I examined picture after picture, usually graduation or yearbook photos, of (mostly) young smiling faces with their entire future ahead of them, but tragically cut short by accidents and illnesses.  As each one of those young people posed for that picture, how could they have known how little time they had left? Who does at that age?  Those years are filled with dreams of immortality: It couldn't happen to me.  But it did.  Dreams their loved ones had for them: seeing them graduate, marry, have children of their own, all gone in the blink of an eye.  And even right now, I still see those smiles so vividly.

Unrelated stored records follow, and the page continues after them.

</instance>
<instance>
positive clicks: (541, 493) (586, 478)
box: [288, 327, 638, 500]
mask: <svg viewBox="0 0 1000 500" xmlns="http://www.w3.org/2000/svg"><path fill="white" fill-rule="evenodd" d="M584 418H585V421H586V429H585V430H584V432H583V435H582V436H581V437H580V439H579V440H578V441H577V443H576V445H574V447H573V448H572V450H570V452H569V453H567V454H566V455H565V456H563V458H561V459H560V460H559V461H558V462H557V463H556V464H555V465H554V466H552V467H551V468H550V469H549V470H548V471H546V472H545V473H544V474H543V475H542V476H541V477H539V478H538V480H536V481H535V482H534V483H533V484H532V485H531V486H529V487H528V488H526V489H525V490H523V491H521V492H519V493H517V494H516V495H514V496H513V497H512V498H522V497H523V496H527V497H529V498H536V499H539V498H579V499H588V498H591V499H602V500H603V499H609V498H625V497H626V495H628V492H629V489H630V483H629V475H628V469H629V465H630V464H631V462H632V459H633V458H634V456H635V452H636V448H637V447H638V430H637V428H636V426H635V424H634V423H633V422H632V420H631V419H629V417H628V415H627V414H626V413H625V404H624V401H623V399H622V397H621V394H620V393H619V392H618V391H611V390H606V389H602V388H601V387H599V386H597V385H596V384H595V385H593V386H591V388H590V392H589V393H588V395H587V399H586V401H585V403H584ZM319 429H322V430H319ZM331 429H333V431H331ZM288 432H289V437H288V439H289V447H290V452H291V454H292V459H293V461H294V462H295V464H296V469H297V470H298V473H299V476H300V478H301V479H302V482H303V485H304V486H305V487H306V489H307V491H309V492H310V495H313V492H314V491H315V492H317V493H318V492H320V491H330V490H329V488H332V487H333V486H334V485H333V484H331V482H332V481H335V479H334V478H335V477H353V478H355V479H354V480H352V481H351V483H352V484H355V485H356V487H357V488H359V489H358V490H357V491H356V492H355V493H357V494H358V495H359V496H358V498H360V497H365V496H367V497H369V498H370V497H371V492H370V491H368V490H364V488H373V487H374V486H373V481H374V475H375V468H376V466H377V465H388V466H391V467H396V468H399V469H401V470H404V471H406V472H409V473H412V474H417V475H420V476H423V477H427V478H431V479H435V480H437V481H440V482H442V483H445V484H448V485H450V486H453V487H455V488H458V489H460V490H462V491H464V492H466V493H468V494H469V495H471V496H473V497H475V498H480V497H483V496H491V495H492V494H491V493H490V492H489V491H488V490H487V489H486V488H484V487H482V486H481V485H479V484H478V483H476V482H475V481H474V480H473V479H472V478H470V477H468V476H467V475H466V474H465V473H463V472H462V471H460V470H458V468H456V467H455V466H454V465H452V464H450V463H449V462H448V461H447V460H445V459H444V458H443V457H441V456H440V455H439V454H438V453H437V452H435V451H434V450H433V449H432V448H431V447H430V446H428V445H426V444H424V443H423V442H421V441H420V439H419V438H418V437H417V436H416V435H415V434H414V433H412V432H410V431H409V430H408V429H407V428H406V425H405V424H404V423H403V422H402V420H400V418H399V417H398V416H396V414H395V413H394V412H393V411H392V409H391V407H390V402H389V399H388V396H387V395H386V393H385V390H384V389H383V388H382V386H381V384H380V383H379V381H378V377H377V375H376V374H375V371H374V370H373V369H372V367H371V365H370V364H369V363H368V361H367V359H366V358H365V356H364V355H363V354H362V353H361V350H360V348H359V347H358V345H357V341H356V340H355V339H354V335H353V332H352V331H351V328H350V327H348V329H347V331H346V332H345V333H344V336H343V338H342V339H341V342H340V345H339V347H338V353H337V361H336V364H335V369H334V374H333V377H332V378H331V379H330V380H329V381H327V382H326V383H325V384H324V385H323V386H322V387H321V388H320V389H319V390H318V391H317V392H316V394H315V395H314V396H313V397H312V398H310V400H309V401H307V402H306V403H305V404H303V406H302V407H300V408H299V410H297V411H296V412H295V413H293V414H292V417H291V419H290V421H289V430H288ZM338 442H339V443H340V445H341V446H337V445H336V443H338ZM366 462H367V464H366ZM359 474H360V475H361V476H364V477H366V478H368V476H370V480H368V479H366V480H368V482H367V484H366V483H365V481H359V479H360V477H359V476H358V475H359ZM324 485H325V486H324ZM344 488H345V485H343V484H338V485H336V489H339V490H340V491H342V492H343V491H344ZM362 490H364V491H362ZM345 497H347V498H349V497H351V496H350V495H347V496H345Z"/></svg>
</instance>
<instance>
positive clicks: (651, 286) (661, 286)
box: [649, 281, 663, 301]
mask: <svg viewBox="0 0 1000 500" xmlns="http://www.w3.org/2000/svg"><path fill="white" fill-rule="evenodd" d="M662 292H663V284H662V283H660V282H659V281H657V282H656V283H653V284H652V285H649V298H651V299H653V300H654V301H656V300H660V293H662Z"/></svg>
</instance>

Even more vivid were the number of times I remember the announcements of those deaths.  Faculty meetings or late night phone calls breaking the news.  A feeling that made it hard to breathe.  Sometimes they came one at a time, sometimes in bunches.  It never gets any easier, and nothing can prepare a teacher for handling something like this with your students.  All you can do is hug and console and listen and cry. 

I read biographies that families wrote for their loved ones:  "We called her Pooh-Bear."  "She loved her brothers and sisters."  "He always thanked me for taking care of him."  "He wanted to be a doctor."  "She was my only child, and my world will never be the same."  All very different people, but very much the same.  To their families, they were the most important person, and now they're gone. 

After almost two hours of research, I stopped, and had a good cry.  It makes you want to go to each family and hug them, and tell them you read those beautiful lines about their daughter or son, and how special you know they must have been, and how sorry you are, but you know you can't because, well, that is unrealistic.  And who are you anyway? Most likely, they don't even know you. But would that matter?  Would it matter who you were if you just wanted to acknowledge the loss of their loved one? 

I once heard a mother who had lost a child say to one of her daughter's friends, "Please, just don't forget her."  I suppose that is a grieving parent's worst fear.  That one day, there won't be anyone left who cares to remember their most precious gift. 

So what are we left to do?  Remember them.  Acknowledge their loss.  Appreciate the gifts we have been given each and every day.